Każdy z nas rodzi się z naturalnym instynktem przetrwania. Szukamy w życiu bezpieczeństwa, a w razie ryzyka – walczymy, by znów je odzyskać. Pragniemy jednocześnie czuć się wolni i mieć wolę wyboru, a gdy zdobędziemy wystarczającą swobodę, by móc działać – poddajemy się. Zazwyczaj brak działania nie wynika z lenistwa, apatii czy bierności, ale lęku i braku poczucia sensu. Czego właściwie się boimy?

Przeczytaj też: Strach zaszyty w Twoich oczach

To zabawne, bo boimy się tego, czego w danym momencie każe nam się bać telewizja, prasa i media społecznościowe. Strachu nie budzą w nas wypadki, zawały, wylewy, śmierci samobójcze ani stłuczki, bo do nich jesteśmy przyzwyczajeni. Boimy się natomiast zamachów terrorystycznych, podróży samolotem i katastrof charakterystycznych dla odległych kontynentów. Dlaczego tak jest? Dlatego, że śmierć rozłożona w czasie i dawkowana po łyżeczce rusza trochę mniej. Nie zaskakuje. Nie zasmuca. Nie budzi w nas współczucia.

Tragedia pojedynczych jednostek nie zakłóca porządku dziennego. Tragedia mas, kataklizm tłumów rodzi w nas chęć niesienia pomocy, solidarnosć i podobne obawy. Później przestrzegamy naszych bliskich przed rzeczami, które najprawdopodobniej nigdy się nie wydarzą. Przestrzegamy nasze dzieci przed morderstwami w centrach dużych miast, ale nie mamy pojęcia o tym, że palą. Martwimy się o przyjaciół lecących do innych krajów, ale czujemy przyjemność, gdy pędzą nocą przez las 120 na godzinę. Jesteśmy tylko ludźmi i aż ludźmi. Jedyne, czym kierujemy się w życiu – to emocje.

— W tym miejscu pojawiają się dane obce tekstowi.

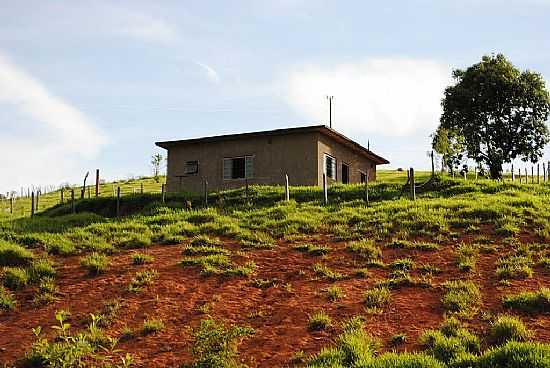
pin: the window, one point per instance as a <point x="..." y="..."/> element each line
<point x="330" y="166"/>
<point x="345" y="173"/>
<point x="191" y="168"/>
<point x="238" y="167"/>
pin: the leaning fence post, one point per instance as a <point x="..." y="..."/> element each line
<point x="205" y="192"/>
<point x="32" y="203"/>
<point x="367" y="186"/>
<point x="413" y="190"/>
<point x="118" y="202"/>
<point x="287" y="190"/>
<point x="325" y="189"/>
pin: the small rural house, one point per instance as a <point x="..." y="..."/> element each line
<point x="304" y="154"/>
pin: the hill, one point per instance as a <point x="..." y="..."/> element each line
<point x="456" y="277"/>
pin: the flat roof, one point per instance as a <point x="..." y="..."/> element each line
<point x="323" y="129"/>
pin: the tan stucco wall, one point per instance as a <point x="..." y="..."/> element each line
<point x="275" y="156"/>
<point x="355" y="161"/>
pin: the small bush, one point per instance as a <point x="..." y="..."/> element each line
<point x="140" y="258"/>
<point x="151" y="326"/>
<point x="215" y="345"/>
<point x="319" y="321"/>
<point x="508" y="328"/>
<point x="532" y="302"/>
<point x="95" y="263"/>
<point x="14" y="255"/>
<point x="7" y="302"/>
<point x="377" y="297"/>
<point x="142" y="279"/>
<point x="15" y="278"/>
<point x="335" y="293"/>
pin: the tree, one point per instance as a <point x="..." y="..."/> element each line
<point x="156" y="162"/>
<point x="450" y="146"/>
<point x="499" y="111"/>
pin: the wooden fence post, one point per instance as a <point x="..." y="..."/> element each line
<point x="325" y="189"/>
<point x="32" y="203"/>
<point x="205" y="192"/>
<point x="287" y="190"/>
<point x="97" y="182"/>
<point x="413" y="189"/>
<point x="367" y="186"/>
<point x="118" y="202"/>
<point x="73" y="207"/>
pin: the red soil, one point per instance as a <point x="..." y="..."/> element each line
<point x="278" y="314"/>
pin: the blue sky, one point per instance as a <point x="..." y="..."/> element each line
<point x="87" y="85"/>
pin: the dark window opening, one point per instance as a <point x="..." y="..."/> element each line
<point x="345" y="174"/>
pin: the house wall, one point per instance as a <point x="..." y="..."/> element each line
<point x="274" y="156"/>
<point x="357" y="163"/>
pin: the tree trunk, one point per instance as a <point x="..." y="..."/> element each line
<point x="495" y="170"/>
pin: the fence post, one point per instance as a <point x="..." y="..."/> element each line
<point x="73" y="208"/>
<point x="32" y="203"/>
<point x="413" y="190"/>
<point x="97" y="182"/>
<point x="118" y="202"/>
<point x="367" y="185"/>
<point x="205" y="192"/>
<point x="325" y="189"/>
<point x="287" y="190"/>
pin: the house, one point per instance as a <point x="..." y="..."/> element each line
<point x="304" y="154"/>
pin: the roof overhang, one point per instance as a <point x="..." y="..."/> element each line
<point x="323" y="129"/>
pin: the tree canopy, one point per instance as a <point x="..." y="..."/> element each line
<point x="497" y="112"/>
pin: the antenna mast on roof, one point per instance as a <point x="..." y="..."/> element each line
<point x="330" y="98"/>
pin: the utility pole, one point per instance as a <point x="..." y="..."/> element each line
<point x="330" y="98"/>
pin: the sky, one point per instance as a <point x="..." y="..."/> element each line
<point x="86" y="85"/>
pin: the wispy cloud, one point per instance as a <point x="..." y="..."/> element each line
<point x="147" y="28"/>
<point x="392" y="97"/>
<point x="66" y="134"/>
<point x="211" y="73"/>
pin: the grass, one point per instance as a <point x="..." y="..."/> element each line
<point x="531" y="302"/>
<point x="508" y="328"/>
<point x="95" y="263"/>
<point x="141" y="280"/>
<point x="319" y="321"/>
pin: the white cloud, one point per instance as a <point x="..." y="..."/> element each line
<point x="147" y="28"/>
<point x="211" y="73"/>
<point x="392" y="97"/>
<point x="65" y="136"/>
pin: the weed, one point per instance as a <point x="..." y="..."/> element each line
<point x="95" y="263"/>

Nie ma znaczenia, w jaki sposób zginął Twój najbliższy. Jego nieobecność dotyka i boli tak samo. Głęboko wierzę w to, że każdy z nas ma przypisany określony czas życia. Możesz nie wyjść z domu i uniknąć przysypania górską lawiną, ale tego dnia, w którym wybije ostatnia godzina, w Twojej głowie pęknie guz, o którym nie miałeś pojęcia i rozleje się krew, doprowadzając do nieodwracalnych zmian.

Każdego roku na drogach giną setki tysięcy ludzi, a kalecy, sparaliżowani i ci, którzy zostali jedynie draśnięci odłamkami szkła spinani się w jedno, wymijające słowo: ranni. Ich cierpienie nigdy nie zostaje zmierzone. Wywrócone do góry nogami życie staje się czasami dobrym materiałem na telewizyjny reportaż, ale to wszystko. Odebrane prawo jazdy, utracona praca, a czasem drobny błąd, który dostaje orzeczenie o winie i prowadzi do kary pozbawienia wolności. I głos sumienia, którego nic nie może zagłuszyć.

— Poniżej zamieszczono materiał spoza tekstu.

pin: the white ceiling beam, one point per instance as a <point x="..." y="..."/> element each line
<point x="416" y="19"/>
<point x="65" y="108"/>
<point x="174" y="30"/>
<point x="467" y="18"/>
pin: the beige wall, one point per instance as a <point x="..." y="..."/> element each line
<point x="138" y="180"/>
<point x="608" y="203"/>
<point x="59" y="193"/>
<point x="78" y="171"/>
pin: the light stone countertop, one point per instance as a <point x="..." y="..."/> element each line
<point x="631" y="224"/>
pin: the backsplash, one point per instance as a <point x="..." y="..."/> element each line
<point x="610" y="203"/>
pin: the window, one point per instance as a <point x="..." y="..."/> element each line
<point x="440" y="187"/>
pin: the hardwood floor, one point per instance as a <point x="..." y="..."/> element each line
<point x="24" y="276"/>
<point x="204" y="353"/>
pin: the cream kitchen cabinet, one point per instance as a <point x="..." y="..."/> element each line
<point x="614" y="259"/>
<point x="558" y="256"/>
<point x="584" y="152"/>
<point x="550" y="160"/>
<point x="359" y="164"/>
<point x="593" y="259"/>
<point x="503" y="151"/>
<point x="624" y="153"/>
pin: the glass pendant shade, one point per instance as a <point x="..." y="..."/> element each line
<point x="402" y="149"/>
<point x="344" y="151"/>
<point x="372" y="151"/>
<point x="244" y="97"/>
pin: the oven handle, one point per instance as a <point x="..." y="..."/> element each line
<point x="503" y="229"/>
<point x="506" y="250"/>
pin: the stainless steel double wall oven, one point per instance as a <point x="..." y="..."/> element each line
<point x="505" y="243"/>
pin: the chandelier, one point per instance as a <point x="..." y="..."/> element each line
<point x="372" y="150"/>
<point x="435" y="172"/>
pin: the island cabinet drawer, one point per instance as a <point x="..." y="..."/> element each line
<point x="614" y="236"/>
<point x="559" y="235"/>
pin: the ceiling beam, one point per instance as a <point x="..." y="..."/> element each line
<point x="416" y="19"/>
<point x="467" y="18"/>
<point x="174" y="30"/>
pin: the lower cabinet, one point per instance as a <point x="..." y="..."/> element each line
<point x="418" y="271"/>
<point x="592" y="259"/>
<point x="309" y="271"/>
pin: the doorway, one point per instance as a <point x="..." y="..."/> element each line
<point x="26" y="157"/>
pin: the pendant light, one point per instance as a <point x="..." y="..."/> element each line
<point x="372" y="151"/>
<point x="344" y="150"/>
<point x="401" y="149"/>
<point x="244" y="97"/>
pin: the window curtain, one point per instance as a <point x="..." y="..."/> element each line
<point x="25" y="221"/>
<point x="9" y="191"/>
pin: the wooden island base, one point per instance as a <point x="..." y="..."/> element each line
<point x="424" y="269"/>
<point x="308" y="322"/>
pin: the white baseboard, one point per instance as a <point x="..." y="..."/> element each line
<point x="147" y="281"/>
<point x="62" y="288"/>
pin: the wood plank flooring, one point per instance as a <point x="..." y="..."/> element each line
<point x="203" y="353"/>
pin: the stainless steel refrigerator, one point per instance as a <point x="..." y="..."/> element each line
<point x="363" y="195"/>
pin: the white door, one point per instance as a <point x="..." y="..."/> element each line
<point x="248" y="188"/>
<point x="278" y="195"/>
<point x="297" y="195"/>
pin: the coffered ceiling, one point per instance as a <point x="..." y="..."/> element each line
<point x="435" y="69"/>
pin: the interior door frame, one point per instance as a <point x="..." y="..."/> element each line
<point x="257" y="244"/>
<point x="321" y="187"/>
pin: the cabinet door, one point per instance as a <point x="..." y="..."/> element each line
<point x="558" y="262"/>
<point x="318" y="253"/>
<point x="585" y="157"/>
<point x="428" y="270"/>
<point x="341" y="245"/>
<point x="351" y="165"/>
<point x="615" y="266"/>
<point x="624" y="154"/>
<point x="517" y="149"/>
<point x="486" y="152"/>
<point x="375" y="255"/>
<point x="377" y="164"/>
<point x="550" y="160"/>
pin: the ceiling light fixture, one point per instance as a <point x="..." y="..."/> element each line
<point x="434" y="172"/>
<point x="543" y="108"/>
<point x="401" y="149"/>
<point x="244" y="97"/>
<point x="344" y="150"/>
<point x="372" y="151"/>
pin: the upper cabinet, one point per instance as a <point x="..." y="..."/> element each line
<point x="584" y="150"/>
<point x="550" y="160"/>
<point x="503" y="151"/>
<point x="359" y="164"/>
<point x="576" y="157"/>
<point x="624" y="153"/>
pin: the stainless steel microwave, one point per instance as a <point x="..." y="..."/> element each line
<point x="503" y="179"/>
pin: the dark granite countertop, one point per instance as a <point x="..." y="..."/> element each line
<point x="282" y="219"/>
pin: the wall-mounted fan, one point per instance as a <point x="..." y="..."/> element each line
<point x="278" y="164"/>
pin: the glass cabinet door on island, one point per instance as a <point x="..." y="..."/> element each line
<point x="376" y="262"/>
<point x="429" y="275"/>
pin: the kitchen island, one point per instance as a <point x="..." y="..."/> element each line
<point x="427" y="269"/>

A my wciąż boimy się sięgania po przygodę i wychodzenia naprzód swoim lękom i obawom. Sport to kontuzje. Podróż to niebezpieczeństwa. Obcy ludzie to mordercy. Noc to gwałty. Samoloty – zamachy. Lekarze – choroby. I tak w kółko.

Uwierz mi. Twój czas nadejdzie. Może już za chwilę. Jest tyle możliwości, by umrzeć, że doprawdy – nie przewidzisz ostatecznej wersji. Jeśli nie boisz się jazdy samochodem, nie bój się katastrofy lotniczej. Jeśli nie boisz się powodzi, nie bój się też trzęsienia ziemi. Jeśli nie boisz się tego, co jest najbardziej prawdopodobne, nie bój się rzeczy odległych.

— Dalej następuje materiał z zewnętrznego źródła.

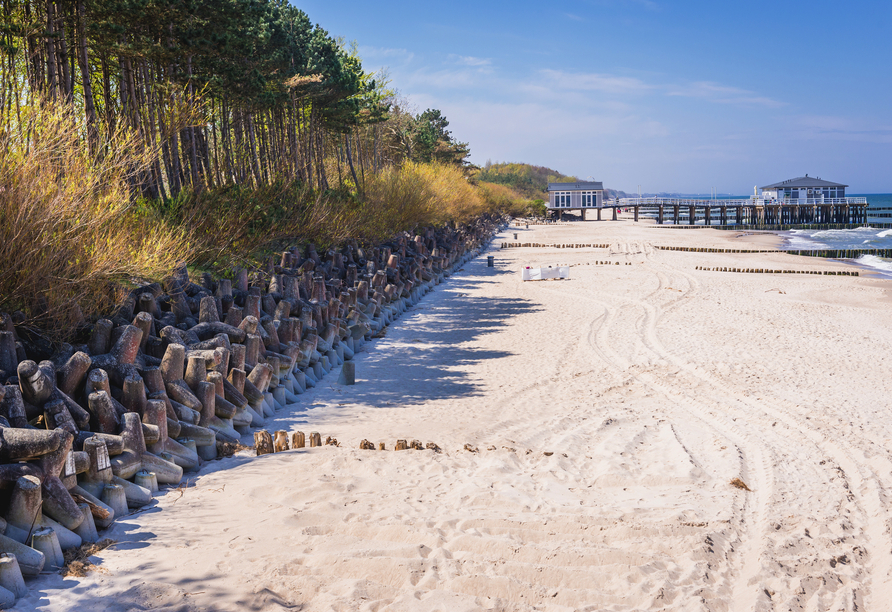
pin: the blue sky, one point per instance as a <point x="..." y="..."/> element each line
<point x="672" y="96"/>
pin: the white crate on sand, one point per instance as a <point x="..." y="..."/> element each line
<point x="545" y="273"/>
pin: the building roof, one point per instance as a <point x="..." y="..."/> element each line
<point x="803" y="181"/>
<point x="575" y="186"/>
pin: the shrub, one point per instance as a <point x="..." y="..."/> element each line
<point x="69" y="236"/>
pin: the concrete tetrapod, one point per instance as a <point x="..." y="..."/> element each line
<point x="135" y="456"/>
<point x="11" y="575"/>
<point x="46" y="541"/>
<point x="87" y="529"/>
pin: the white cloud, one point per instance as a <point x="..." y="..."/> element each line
<point x="466" y="60"/>
<point x="385" y="56"/>
<point x="723" y="94"/>
<point x="607" y="83"/>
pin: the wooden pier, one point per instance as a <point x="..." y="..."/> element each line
<point x="748" y="212"/>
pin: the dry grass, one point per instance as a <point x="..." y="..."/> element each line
<point x="77" y="560"/>
<point x="69" y="234"/>
<point x="737" y="482"/>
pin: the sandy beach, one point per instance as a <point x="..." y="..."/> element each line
<point x="590" y="430"/>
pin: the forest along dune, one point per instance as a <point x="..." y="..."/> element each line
<point x="639" y="437"/>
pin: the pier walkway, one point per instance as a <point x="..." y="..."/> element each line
<point x="747" y="212"/>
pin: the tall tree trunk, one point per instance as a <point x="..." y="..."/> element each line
<point x="52" y="81"/>
<point x="83" y="58"/>
<point x="65" y="85"/>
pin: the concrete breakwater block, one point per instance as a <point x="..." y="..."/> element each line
<point x="263" y="442"/>
<point x="348" y="373"/>
<point x="184" y="367"/>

Jeśli jednak strach oblatuje Cię na myśl o podróży do obcego kraju – jedź tam. Jeśli doskwiera Ci nieuleczalny lęk wysokości – skocz ze spadochronem. Jeśli dotyka Cię obawa o własne zdrowie – idź do lekarza. Nie dręcz się rzeczami, na które nie masz wpływu. Zmień to, co możesz zmienić. Pokonuj własne słabości. Odradzaj się z popiołów. 

Nie możesz umrzeć na próbę. Na próbę nie możesz też żyć. Bierz to, co dostałeś od losu i nie stój w miejscu. Na końcu drogi zawsze czeka ktoś, kto przytuli Cię ciepło.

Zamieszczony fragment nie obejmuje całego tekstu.